▼
domingo, 26 de abril de 2020
ELA SE PERGUNTOU: "ONDE VOCÊ ESTÁ?" (EM TEMPOS DE CORONAVÍRUS) - ABRIL DE 2020
Era uma tarde de sábado fria e chuvosa em Peruíbe. Ela só saia de casa para atender a algumas urgências dos pais (pagamentos de contas, idas ao banco, remédios ...). As compras no supermercado vinham por entregas, com os pedidos sendo feitos pelo whatssap, e era a responsável em atender os entregadores. A loja da família estava fechada, e assim ficaria enquanto durasse a quarentena, e assim prosseguia a estranha rotina dela, um tanto entediante.
Alguns meses antes, quando a pandemia provocada pelo Covid-19 pareceria um roteiro maluco de filme catástrofe, a irmã mais velha, de uns 22 anos, se mudou para Curitiba, uma escolha em parte difícil, pois o namorado ficou na cidade. Ambos mantinham contato online, a relação parecia firme, apesar da distância, e do cenário assustador em que todos viviam. A mana esperava por um inverno rigoroso em 2020, o que possibilitaria neve na capital paranaense, que caso ocorresse, ela desejava assistir com a cara-metade, esperando que esse período estranho terminasse antes de julho chegar, para então se reencontrarem. "Que doida."- pensou. "Todo mundo querendo o fim disso, e ela torcendo por neve lá no sul, pra tirar foto com o namorado?" Mas admitiu que isso não deixava de ser algo para se quer futuramente. E foi quando se lembrou dele.
Tempos antes, o "sol" da praia dela também tinha se mudado da cidade, e agora vivia no distante oeste catarinense, trabalhando em um frigorífico. Não mantinham contato, pois ela, a filha do meio, que morava com os pais e o irmão mais novo (sempre em casa, por causa do recesso escolar) jamais tinha se declarado para o rapaz, e depois se arrependeu de tanta timidez e vergonha. Mas o amor prosseguia, algo tão grande, que às vezes parecia ser difícil de suportar.
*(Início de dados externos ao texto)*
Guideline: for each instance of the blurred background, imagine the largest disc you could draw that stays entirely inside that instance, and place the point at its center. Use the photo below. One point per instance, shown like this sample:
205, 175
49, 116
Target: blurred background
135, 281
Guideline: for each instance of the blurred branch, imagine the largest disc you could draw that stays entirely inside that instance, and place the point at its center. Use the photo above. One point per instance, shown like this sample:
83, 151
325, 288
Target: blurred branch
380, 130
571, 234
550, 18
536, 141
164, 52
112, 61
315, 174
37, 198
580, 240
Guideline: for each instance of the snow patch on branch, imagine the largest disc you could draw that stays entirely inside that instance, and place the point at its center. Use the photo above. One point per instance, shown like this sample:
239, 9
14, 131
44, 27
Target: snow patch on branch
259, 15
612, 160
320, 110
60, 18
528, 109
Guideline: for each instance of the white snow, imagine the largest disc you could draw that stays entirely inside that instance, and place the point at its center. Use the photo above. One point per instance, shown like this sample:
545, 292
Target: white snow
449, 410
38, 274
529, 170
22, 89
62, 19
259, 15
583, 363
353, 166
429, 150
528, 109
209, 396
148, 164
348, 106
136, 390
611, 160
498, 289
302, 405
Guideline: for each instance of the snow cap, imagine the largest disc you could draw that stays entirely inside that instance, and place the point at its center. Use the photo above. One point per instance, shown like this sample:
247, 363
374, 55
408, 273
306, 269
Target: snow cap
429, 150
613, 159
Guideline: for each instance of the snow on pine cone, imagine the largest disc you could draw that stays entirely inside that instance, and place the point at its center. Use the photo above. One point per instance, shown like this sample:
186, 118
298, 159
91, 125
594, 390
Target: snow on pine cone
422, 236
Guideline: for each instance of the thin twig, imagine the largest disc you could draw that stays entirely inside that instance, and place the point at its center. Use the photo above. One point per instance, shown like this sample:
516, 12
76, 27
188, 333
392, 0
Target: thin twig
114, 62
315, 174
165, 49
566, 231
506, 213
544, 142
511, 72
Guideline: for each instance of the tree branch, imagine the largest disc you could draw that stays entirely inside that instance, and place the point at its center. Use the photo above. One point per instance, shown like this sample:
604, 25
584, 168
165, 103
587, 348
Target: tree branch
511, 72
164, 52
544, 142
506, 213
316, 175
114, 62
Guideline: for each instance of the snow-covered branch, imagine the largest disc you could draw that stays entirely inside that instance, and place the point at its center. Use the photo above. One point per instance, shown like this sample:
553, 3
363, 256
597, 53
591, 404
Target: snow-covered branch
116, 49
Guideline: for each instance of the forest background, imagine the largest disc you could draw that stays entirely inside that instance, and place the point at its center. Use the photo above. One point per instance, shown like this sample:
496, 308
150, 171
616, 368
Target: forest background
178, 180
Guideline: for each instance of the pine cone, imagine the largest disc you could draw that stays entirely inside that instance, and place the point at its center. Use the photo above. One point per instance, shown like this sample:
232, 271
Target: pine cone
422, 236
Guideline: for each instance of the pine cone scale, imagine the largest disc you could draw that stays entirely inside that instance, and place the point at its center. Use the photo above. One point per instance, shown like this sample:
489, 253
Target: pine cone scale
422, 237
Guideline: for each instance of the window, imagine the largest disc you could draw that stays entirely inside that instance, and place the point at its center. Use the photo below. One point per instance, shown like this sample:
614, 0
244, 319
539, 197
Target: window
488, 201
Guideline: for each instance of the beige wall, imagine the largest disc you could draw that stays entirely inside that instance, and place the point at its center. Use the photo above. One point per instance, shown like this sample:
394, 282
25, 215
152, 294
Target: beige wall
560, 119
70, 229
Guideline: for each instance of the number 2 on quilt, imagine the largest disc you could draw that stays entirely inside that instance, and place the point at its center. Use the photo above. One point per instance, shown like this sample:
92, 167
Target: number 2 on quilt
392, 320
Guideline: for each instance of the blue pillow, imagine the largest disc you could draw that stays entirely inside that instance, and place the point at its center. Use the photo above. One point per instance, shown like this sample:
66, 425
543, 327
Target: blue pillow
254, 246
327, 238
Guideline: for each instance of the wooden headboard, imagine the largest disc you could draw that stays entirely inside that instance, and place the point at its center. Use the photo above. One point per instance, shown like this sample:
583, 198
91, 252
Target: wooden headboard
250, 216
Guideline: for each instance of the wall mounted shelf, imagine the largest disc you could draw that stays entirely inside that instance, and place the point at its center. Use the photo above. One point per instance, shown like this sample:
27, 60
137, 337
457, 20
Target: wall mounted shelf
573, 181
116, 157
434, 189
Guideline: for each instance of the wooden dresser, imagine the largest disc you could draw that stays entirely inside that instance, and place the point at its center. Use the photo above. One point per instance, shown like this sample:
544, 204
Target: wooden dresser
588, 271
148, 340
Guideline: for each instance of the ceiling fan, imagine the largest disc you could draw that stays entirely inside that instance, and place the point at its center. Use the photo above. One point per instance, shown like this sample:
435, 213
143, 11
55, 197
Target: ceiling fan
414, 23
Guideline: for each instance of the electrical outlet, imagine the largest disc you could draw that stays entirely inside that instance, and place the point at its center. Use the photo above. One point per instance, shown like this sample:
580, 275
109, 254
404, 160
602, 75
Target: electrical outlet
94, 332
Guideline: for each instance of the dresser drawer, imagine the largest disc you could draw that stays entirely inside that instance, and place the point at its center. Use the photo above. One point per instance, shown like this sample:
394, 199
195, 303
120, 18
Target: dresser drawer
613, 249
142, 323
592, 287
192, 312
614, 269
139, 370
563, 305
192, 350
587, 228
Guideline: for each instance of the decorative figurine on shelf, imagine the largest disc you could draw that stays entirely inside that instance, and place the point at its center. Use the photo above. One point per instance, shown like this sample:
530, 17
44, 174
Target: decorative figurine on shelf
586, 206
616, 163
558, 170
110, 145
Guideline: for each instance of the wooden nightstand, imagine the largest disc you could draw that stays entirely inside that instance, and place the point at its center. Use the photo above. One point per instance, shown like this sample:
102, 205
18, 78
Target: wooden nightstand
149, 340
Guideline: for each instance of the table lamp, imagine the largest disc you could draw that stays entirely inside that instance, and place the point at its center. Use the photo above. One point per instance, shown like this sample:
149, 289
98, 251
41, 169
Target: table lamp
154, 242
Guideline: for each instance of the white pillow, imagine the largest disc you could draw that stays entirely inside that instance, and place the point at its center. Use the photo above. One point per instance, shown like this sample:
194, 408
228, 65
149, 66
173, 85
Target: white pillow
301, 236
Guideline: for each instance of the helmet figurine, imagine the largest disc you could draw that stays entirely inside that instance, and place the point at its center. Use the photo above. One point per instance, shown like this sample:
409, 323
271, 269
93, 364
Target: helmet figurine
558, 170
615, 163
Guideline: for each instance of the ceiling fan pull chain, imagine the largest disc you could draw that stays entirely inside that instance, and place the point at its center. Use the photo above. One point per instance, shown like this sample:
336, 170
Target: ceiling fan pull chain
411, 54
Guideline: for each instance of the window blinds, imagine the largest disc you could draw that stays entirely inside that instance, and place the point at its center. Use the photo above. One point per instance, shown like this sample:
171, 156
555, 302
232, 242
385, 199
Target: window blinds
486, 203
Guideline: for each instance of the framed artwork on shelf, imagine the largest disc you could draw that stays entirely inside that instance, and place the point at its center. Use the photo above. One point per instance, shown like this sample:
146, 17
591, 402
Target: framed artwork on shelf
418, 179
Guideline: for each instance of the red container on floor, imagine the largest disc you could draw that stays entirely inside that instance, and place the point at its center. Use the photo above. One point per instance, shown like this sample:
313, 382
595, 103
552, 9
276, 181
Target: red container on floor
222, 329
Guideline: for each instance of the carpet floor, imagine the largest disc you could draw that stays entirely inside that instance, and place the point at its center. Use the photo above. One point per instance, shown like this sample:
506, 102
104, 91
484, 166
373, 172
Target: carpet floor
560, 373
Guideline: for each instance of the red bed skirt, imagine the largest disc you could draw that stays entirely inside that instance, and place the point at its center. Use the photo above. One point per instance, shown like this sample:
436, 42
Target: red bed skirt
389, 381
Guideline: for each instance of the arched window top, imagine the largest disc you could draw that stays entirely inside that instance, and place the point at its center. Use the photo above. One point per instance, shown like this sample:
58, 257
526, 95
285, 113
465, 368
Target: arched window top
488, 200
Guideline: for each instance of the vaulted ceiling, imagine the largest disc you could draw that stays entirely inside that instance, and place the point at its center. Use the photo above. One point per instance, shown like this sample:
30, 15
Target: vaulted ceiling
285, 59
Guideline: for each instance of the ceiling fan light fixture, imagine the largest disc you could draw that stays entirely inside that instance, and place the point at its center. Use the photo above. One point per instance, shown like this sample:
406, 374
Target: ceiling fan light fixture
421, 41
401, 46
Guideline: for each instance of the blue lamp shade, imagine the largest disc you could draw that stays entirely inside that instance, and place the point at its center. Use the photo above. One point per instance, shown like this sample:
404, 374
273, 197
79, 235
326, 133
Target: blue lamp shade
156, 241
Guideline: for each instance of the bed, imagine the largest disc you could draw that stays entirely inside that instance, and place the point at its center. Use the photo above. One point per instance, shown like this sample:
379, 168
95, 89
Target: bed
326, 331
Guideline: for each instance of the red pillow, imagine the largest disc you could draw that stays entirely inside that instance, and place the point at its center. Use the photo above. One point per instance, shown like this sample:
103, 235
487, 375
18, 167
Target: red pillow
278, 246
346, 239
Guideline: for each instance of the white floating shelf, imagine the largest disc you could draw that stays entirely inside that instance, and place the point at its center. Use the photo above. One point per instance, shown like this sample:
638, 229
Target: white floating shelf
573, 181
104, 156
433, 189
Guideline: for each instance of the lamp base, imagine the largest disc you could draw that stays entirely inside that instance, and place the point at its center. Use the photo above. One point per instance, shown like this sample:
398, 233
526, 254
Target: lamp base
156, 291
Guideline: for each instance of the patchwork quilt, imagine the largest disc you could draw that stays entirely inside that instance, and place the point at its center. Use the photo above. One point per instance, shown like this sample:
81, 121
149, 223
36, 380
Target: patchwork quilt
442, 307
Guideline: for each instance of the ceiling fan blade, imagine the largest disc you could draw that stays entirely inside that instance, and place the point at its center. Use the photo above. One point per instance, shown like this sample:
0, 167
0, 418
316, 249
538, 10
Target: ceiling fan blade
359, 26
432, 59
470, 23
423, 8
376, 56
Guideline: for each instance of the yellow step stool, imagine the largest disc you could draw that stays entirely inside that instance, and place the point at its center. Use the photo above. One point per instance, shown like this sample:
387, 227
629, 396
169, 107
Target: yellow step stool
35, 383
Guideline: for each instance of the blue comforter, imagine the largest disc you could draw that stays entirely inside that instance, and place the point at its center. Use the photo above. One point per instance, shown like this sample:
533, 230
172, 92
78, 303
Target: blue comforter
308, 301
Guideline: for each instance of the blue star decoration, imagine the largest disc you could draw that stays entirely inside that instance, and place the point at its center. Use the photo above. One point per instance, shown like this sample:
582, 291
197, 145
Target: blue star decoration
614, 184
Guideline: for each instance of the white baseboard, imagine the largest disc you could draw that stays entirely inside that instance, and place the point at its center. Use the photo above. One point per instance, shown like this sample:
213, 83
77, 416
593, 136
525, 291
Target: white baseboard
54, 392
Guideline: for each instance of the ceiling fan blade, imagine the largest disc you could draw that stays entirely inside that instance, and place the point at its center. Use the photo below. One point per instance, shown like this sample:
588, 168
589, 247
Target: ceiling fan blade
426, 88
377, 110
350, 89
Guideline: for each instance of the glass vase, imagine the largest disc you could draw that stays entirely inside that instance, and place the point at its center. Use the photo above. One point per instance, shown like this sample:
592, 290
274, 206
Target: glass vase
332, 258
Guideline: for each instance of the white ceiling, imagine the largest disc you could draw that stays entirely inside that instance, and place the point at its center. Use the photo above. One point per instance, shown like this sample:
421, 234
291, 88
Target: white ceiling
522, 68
Sim, se considerava uma romântica, talvez uma das últimas, na terra dos desesperançados. Sabia de como estava o amado através de uma prima dele, com a qual estudou, e que sempre a encorajou a falar do que sentia pro cara, e que um dia antes lhe disse, numa conversa pelo face: "Pô, aquele bocó ainda tá solteiro, num lugar cheio de mulher bonita, e você nessa? Se quiser, conversamos com ele agora!"
Mas ela não quis. Pelo menos, não naquele momento. Tinha medo de ser rejeitada, de que já estivesse encantado por alguma das beldades locais. E o frigorífico no qual trabalhava se mantinha em atividade, pois o abastecimento tinha de ser mantido, e considerando a situação do país, lá tinha o emprego garantido, ou seja, não existia a remota hipótese dele voltar. E para complicar, o sujeito sequer sabia o que ela sentia, simples assim.
Então, entediada e sem ter o que fazer, a moça foi para o quarto e deitou-se. Logo adormeceu, e teve um estranho sonho, o mais estranho do qual alguma vez recordou.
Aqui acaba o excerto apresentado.